BY CRAIG MANSON
A Monthly - Weekend With Shades - Column
Almost every photograph that I use here at Appealing Subjects and on my main blog, GeneaBlogie, is in the public domain. That means, simply put, that the photograph is not protected by copyright. A photograph can enter the public domain in a variety of ways. First, works of the United States Government are in the public domain. Second, a photograph's copyright may expire. Third, the photographer may have failed to observe certain formalities required by law at the time the work was published. I like finding and using public domain photographs to illustrate historical narratives.
But dealing with public domain works can be tricky. For one thing, there is the matter of determining whether a photograph is in the public domain or not. We've discussed a number of times before the limitations on copyright under the 1909 Act, the 1976 Act, and subsequent laws. Knowing, for example, that works created and published before 1923 generally are in the public domain is important; but as for the newer limitations, how is one to know what period actually constitutes "the life of the author plus 70 years"?

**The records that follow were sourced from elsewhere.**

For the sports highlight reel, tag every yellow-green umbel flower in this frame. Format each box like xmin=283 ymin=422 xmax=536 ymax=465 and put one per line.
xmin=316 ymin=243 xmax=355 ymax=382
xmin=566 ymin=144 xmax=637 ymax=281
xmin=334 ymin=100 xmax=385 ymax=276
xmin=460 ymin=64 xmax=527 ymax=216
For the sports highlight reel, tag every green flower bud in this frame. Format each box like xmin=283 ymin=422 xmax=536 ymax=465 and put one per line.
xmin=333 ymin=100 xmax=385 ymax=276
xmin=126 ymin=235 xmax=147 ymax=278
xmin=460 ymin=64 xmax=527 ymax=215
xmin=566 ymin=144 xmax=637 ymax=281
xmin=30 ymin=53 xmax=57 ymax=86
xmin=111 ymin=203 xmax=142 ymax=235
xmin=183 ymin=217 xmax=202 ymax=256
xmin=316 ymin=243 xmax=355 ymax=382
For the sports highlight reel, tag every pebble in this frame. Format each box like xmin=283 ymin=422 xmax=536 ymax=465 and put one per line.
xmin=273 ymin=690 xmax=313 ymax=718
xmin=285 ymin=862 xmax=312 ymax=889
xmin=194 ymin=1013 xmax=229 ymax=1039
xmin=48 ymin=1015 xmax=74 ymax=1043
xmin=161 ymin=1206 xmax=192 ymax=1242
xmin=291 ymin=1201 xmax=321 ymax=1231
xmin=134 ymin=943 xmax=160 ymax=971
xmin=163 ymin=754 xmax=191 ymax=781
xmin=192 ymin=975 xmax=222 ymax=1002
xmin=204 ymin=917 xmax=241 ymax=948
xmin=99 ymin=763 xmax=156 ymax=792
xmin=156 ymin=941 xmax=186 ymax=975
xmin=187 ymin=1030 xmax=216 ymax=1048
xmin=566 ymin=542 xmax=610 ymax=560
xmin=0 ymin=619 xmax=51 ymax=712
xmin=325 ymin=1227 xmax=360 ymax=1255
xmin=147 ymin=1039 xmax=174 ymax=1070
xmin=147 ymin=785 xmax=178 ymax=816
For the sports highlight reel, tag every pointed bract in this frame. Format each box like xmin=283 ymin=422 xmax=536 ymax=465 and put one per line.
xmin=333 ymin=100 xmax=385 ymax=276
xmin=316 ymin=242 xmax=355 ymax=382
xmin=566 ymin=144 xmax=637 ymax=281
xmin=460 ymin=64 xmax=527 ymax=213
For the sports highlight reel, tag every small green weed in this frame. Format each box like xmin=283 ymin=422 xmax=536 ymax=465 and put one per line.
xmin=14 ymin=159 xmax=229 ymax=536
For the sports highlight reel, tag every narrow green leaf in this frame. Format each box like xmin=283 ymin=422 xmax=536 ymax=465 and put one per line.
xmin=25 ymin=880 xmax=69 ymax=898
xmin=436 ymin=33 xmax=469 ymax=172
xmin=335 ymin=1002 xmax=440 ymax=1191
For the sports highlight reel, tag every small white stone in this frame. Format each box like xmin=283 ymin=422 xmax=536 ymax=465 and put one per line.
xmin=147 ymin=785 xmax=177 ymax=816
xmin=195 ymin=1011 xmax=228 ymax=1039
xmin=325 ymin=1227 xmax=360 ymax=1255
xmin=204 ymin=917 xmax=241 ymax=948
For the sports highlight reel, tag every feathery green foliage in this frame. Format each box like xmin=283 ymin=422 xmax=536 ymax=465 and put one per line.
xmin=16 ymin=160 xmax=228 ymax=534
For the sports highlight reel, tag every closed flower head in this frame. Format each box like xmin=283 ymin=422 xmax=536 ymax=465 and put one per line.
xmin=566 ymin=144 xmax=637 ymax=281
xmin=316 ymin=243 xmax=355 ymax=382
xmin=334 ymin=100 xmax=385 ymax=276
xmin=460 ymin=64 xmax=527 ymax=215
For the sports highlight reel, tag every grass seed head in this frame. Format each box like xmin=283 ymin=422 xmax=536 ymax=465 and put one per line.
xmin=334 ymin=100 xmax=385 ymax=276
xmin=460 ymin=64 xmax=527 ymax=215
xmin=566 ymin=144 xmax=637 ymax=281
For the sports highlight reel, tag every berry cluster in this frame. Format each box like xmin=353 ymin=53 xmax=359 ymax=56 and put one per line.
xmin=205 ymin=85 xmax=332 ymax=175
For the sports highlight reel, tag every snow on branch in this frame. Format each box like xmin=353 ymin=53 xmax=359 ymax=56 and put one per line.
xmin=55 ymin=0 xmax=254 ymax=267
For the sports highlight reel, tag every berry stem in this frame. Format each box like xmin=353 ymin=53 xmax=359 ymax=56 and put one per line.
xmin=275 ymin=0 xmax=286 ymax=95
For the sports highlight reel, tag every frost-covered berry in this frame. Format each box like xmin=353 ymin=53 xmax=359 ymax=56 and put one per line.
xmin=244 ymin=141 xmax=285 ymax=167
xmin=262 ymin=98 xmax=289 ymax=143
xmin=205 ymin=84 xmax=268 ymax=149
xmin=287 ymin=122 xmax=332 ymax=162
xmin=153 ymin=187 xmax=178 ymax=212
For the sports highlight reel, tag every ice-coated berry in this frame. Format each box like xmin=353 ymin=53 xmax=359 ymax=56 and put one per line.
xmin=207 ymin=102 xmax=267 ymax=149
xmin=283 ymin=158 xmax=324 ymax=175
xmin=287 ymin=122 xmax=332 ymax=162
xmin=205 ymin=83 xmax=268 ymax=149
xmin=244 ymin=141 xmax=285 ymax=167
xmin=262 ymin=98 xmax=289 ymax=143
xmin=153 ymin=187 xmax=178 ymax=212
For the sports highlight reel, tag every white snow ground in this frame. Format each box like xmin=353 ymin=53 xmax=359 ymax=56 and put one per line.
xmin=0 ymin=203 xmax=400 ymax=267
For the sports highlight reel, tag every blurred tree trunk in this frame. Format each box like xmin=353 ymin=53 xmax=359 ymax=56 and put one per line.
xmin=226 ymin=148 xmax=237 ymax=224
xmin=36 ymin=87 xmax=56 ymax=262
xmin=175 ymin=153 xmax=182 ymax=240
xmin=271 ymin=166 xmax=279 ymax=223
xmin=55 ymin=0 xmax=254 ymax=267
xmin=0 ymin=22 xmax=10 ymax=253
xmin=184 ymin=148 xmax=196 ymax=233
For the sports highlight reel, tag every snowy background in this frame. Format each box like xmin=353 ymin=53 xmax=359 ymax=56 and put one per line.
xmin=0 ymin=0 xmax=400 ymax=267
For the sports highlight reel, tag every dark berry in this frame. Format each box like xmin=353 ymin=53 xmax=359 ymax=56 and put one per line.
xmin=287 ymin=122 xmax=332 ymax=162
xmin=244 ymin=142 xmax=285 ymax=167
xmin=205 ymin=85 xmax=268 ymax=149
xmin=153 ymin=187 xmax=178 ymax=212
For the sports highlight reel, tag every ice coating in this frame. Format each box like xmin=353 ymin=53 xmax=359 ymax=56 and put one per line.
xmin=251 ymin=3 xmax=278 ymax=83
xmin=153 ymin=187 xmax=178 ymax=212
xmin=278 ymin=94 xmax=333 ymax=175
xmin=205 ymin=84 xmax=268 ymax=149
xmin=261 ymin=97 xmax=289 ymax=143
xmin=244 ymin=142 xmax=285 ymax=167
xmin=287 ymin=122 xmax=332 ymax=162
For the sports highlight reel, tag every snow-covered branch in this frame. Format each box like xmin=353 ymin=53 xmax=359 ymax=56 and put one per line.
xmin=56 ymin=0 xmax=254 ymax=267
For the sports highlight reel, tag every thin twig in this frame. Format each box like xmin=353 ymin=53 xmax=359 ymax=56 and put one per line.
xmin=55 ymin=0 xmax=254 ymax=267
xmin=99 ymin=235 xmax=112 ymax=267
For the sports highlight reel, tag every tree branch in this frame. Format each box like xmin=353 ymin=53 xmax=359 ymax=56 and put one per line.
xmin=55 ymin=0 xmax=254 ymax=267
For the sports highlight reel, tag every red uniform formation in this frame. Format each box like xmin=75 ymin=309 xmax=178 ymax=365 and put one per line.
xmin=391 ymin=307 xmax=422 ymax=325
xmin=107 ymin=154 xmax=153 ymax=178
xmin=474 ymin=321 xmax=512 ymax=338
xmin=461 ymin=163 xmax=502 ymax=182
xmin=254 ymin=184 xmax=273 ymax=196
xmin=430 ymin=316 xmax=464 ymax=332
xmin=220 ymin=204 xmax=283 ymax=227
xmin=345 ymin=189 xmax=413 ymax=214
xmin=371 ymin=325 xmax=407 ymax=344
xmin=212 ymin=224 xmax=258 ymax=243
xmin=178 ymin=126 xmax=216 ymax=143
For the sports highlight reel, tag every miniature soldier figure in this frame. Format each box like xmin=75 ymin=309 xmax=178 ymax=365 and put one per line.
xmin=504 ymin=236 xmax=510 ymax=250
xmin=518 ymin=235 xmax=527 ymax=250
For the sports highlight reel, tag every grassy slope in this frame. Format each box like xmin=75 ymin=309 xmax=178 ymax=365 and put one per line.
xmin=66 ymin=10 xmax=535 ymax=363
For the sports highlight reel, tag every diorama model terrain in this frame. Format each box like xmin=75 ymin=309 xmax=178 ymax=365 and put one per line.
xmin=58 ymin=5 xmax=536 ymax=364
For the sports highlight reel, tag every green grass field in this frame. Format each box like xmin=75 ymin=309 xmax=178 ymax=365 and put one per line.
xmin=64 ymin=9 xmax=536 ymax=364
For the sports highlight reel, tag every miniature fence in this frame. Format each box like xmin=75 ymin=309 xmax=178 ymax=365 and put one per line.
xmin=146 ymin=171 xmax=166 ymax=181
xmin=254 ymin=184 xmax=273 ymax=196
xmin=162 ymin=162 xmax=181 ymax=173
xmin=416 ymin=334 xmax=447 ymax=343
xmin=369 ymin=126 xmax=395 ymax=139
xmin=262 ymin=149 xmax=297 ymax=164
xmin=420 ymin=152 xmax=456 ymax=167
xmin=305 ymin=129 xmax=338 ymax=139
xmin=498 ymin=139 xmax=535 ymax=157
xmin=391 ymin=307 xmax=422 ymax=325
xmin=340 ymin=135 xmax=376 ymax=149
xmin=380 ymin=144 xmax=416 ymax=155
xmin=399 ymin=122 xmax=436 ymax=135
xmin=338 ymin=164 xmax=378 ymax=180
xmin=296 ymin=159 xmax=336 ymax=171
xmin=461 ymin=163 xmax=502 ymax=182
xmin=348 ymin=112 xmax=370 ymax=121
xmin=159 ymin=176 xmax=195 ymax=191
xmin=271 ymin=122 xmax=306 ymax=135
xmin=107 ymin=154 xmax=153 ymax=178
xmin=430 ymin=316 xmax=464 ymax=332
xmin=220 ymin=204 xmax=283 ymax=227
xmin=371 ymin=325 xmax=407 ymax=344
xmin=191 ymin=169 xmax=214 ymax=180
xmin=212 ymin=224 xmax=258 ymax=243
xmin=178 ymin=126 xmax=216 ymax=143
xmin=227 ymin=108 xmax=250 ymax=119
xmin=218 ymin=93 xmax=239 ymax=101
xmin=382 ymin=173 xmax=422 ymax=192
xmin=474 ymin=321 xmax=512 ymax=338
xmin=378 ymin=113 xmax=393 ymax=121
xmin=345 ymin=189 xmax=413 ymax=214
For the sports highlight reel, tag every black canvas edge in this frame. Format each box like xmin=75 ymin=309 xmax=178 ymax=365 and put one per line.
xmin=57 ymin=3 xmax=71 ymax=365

One way to determine if a photograph is in the public domain is to do a copyright investigation. However, as to works recorded before 1978, these investigations are inconvenient for most people to do. For a fee, the Copyright Office will perform a search. As to matters recorded after 1978, these records are searchable at http://www.copyright.gov/records/.
Even if you discover that a particular photograph is in the public domain, you (or the photograph) may not yet be home free. That's because the version of the apparently public domain work may have been modified in some way that makes that version copyrightable.
Now here's another twist: Suppose the work was first published or protected in a foreign country. Prior to 1978, the U.S. copyright scheme was far different than that of many countries in the world. Many such nations subscribed to the Berne Convention, an international agreement. In the 1990s, Congress approved two laws that have an effect on copyright terms. The first was the Sonny Bono Copyright Term Extension Act and the other was a trade agreement known as the Uruguay Round Agreements Act. Briefly, these laws extended copyright terms of works that otherwise would be within the public domain. The URAA in particular, restored copyright protection to foreign works that had lost their copyright protection under U.S. law. This restoration was part of U.S. implementation of the Berne Convention,
The result of the URAA was that a number if works that had been understood to be in the public domain, suddenly were not. An example of this is the famous music to "Peter and the Wolf," which once again requires royalties to perform. You can understand the confusion that would ensue if you had used a photograph with the understanding that it was in the public domain, but then it wasn't.
Fortunately, relief may be on the way. Earlier this month, the United States District Court in Denver issued a landmark ruling that the restoration of copyright protection to such foreign-registered works is unconstitutional, in that it violates the free speech rights of potential users. The court's free speech rationale was based on the notion that derivative works of creativity are discouraged by the restoration or extension of lapsed copyright protection. The case is Golan v. Holder (U.S. Dist. Ct., D.Colo., 3 Apr 2009).
This ruling certainly will be appealed to the United States Court of Appeals and perhaps to the Supreme Court before the matter is finally settled.
So it seems there are complications in the public domain. If you're not certain that a work is in the public domain and you're not prepared to undertake an investigation, use something else!